The "neutral" press gushes over Hillary's "courage."


Read the whole thing (excerpt)

Reporters often loathe being accused of crafting or husbanding a “narrative.” For obvious reasons, they would prefer to think of themselves as neutral arbiters of facts and stewards of balance. But the disbelief one is required to suspend to maintain that fiction while reading Washington Post reporters Phillip Rucker and Anne Gearen’s latest dispatch is too much to suffer. Their latest, “While GOP candidates stammer, Clinton directly confronts race,” is not inaccurate so much as it is a transparent hagiography of the prohibitive Democratic presidential nominee. Her accomplishment? Nobly committing to endure the absolute minimum level of discomfort expected of a presidential candidate.

In assessing the political impact of the aftermath of the atrocity in Charleston, South Carolina perpetrated by an anachronistic racist terrorist, Rucker and Gearen make no pretense of their cause: They came to praise Clinton and to bury those Republicans vying to challenge her next year.


Noting, also not inaccurately, that Republican 2016 hopefuls largely “stammered and stumbled,” or even “lacked sensitivity” when addressing the violence, these Washington Post reporters maintained that Clinton “has forcefully initiated a conversation about race and bigotry.” Quite the “contrast,” they add in a piece that is ostensibly straight reportage.

“The candidates have been balancing the political imperative to present a welcoming face to minority and moderate voters with hesitancy to turn off conservative white voters who see the Confederate flag as a representation of their family heritage and Southern traditions,” The report added. “Clinton’s allies said that her focus on race relations was in keeping with her life’s journey.
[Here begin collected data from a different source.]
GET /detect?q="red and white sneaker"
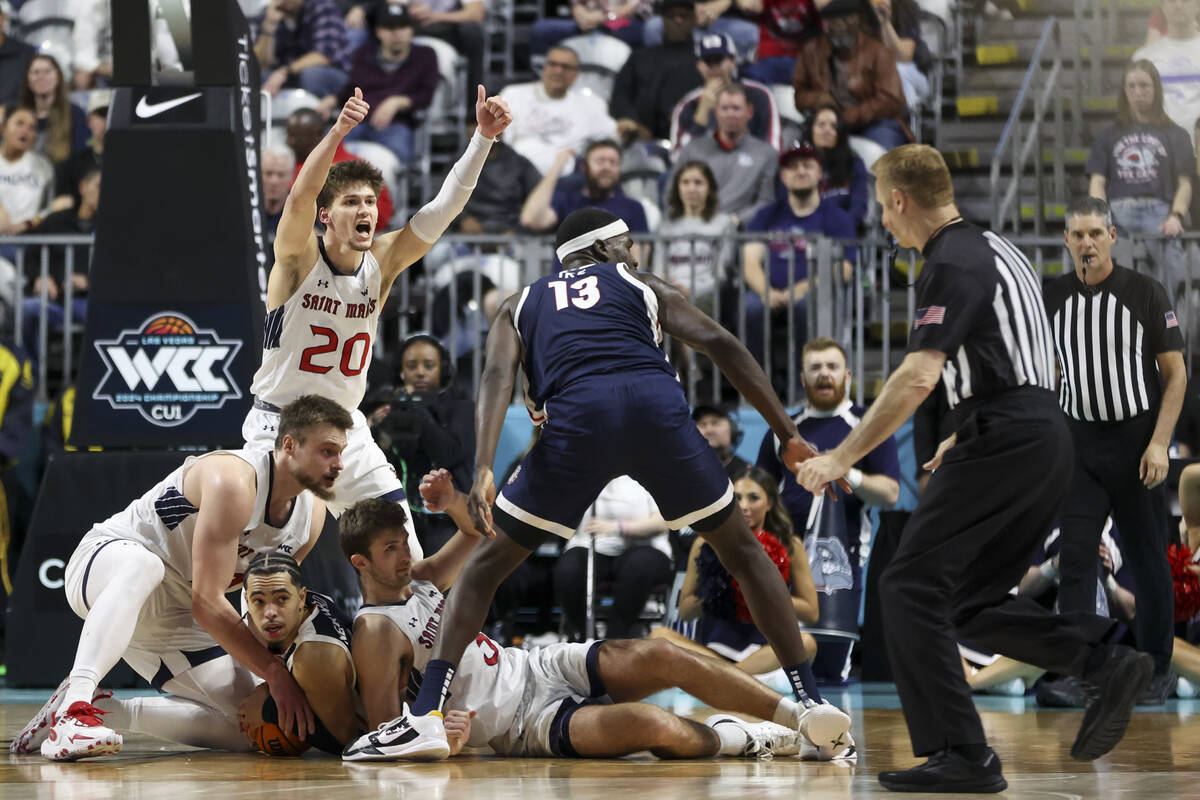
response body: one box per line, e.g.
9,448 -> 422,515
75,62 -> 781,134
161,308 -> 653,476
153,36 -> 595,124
39,701 -> 123,761
10,678 -> 70,754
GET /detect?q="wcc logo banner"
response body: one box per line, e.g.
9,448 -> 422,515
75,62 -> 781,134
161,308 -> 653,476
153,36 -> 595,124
92,311 -> 243,427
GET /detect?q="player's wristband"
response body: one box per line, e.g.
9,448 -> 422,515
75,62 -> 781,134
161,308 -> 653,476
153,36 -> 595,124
846,468 -> 863,490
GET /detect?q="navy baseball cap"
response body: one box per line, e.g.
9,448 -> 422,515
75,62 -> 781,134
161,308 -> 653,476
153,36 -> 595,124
695,32 -> 736,61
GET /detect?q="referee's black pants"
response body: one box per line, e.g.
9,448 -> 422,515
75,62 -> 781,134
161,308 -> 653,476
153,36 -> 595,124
880,388 -> 1114,756
1058,412 -> 1173,674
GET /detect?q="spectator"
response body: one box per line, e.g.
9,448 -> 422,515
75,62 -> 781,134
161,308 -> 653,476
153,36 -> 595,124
872,0 -> 932,108
553,475 -> 674,641
755,336 -> 900,679
655,160 -> 736,308
52,90 -> 109,213
69,0 -> 183,89
0,108 -> 54,235
406,0 -> 486,117
369,334 -> 475,554
670,82 -> 778,224
650,466 -> 819,674
254,0 -> 351,101
792,0 -> 912,151
338,5 -> 438,165
18,55 -> 88,165
739,0 -> 822,86
805,103 -> 869,229
1133,0 -> 1200,146
519,139 -> 650,238
1145,0 -> 1200,45
1087,60 -> 1194,294
643,0 -> 761,63
456,125 -> 542,234
261,144 -> 295,258
693,404 -> 747,478
21,167 -> 99,349
500,45 -> 619,178
741,141 -> 855,387
0,1 -> 36,113
528,0 -> 650,58
669,33 -> 781,153
339,1 -> 373,51
610,0 -> 704,143
285,107 -> 395,226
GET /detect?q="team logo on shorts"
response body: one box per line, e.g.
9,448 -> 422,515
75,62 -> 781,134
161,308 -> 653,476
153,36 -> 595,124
92,312 -> 243,427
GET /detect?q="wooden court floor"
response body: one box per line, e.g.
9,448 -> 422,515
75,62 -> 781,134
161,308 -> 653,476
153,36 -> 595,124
3,686 -> 1199,799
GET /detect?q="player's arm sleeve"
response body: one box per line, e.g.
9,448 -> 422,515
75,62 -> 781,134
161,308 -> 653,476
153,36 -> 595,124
906,260 -> 988,356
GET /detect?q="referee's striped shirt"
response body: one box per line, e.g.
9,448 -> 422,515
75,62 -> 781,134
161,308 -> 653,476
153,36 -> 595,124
908,221 -> 1056,410
1043,264 -> 1182,422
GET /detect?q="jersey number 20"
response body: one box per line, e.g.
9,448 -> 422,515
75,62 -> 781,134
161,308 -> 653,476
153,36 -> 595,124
299,326 -> 372,376
548,277 -> 601,310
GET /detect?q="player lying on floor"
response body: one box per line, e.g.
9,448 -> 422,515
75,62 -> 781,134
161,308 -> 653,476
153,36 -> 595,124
339,474 -> 856,762
237,469 -> 489,756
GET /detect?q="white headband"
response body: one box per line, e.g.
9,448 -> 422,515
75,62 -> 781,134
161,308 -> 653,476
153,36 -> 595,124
555,219 -> 630,262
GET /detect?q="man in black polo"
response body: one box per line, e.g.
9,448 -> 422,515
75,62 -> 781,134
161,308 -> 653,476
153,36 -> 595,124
798,145 -> 1152,793
1044,196 -> 1187,705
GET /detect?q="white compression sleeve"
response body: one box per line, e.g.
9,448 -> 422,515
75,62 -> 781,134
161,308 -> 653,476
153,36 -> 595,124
93,695 -> 252,751
408,129 -> 494,243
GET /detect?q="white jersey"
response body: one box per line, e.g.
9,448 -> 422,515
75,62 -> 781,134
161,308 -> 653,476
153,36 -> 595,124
356,581 -> 528,748
89,448 -> 314,591
251,239 -> 384,411
283,592 -> 356,683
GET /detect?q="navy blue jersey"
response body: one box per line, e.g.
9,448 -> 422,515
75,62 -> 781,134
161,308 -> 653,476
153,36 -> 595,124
514,262 -> 677,421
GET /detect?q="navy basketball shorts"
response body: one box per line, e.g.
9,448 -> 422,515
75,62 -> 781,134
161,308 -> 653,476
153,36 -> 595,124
495,373 -> 734,548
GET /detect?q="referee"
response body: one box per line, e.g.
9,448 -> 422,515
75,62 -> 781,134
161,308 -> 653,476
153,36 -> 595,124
1044,196 -> 1187,705
799,145 -> 1152,793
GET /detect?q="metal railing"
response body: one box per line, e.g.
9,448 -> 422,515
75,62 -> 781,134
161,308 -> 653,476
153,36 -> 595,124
1074,0 -> 1120,98
4,230 -> 1199,406
989,16 -> 1071,235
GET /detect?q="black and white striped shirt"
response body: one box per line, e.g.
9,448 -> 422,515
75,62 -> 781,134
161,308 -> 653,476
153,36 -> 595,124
908,221 -> 1056,409
1043,264 -> 1182,422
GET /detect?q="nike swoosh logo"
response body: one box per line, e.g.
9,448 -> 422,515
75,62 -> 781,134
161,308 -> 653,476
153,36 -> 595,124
135,92 -> 203,119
She grew up during the 1960s civil rights movement and has said that going to see the Rev. Martin Luther King Jr. speak in Chicago as a teenager was a formative moment.”

It’s almost as if that “contrast” these reporters are observing is one that they are also committed to enabling.

At no point in this piece did the reporters note the Clintons, too, have a complex relationship with the Confederate flag. A Clinton-Gore button from 1992 graced with the Confederate battle flag has led many to wonder if Hillary Clinton’s husband’s campaign endorsed it. But the likely Democratic standard-bearer’s campaign has thus far refused to comment on that matter. How courageous.

There are reasons to believe that Bill Clinton might have embraced this and other campaign buttons that cast him and his Tennessee-based running mate as sons of the South. As governor of Arkansas, Bill Clinton signed a bill affirming that one of the stars on his state’s flag would stand in commemoration of the Confederate States of America. Even former Clinton advisor Paul Begala insisted that Hillary Clinton “absolutely” has to answer for standing by her husband’s decision on that matter all those years ago. The Post, however, seems unconcerned with Clinton’s silence on this issue, too.

As narratives go, the Post’s reporters made a conscious effort to embrace one over another equally compelling version of the aftermath of the Charleston shootings. The reporters spent an inordinate amount of time, perhaps reluctantly, noting that Clinton was forced after lagging behind events to praise Republican South Carolina Gov. Nikki Haley for having the real courage to defy her constituents and demand that the rebel flag be furled forever. Haley is, after all, a Southern Republican governor — a woman and a minority — taking down the flag that was erected first by one of her Democratic predecessors in 1962. Republicans purged the South of the scourge of slavery amid a bloody civil war; Republicans oversaw the dismantling of Jim Crow and the desegregation of the Deep South; and now Republicans, from South Carolina to Mississippi, are flouting some of their more recalcitrant voters and ridding the South of that symbol of rebellion once and for all. The last time Clinton called for the Confederate flag to be lowered in the South was, her campaign insists, 2007. Such bravery.

This narrative didn’t seem to interest the Post’s neutral and dispassionate political reporters. Instead, what captured their imaginations was a speech Clinton gave to a room full of liberal supporters where she lamented persistent racial tensions and gun violence in America. What courage is there to be found in a liberal telling a room full of like-minded fellows what they already believe? It takes an empirical, objective political reporter to see it. For Rucker who was among the many reporters seen celebrating at the wedding of a Ready for Hillary staff member and her campaign’s director for grassroots engagement over the weekend, you would think he would display a bit more decorum. Apparently, modesty and an adversarial relationship with those on whom you are required to report is no longer a value that the nation’s journalistic class is prepared to uphold or enforce with much vigor. Unless, of course, that subject is a Republican.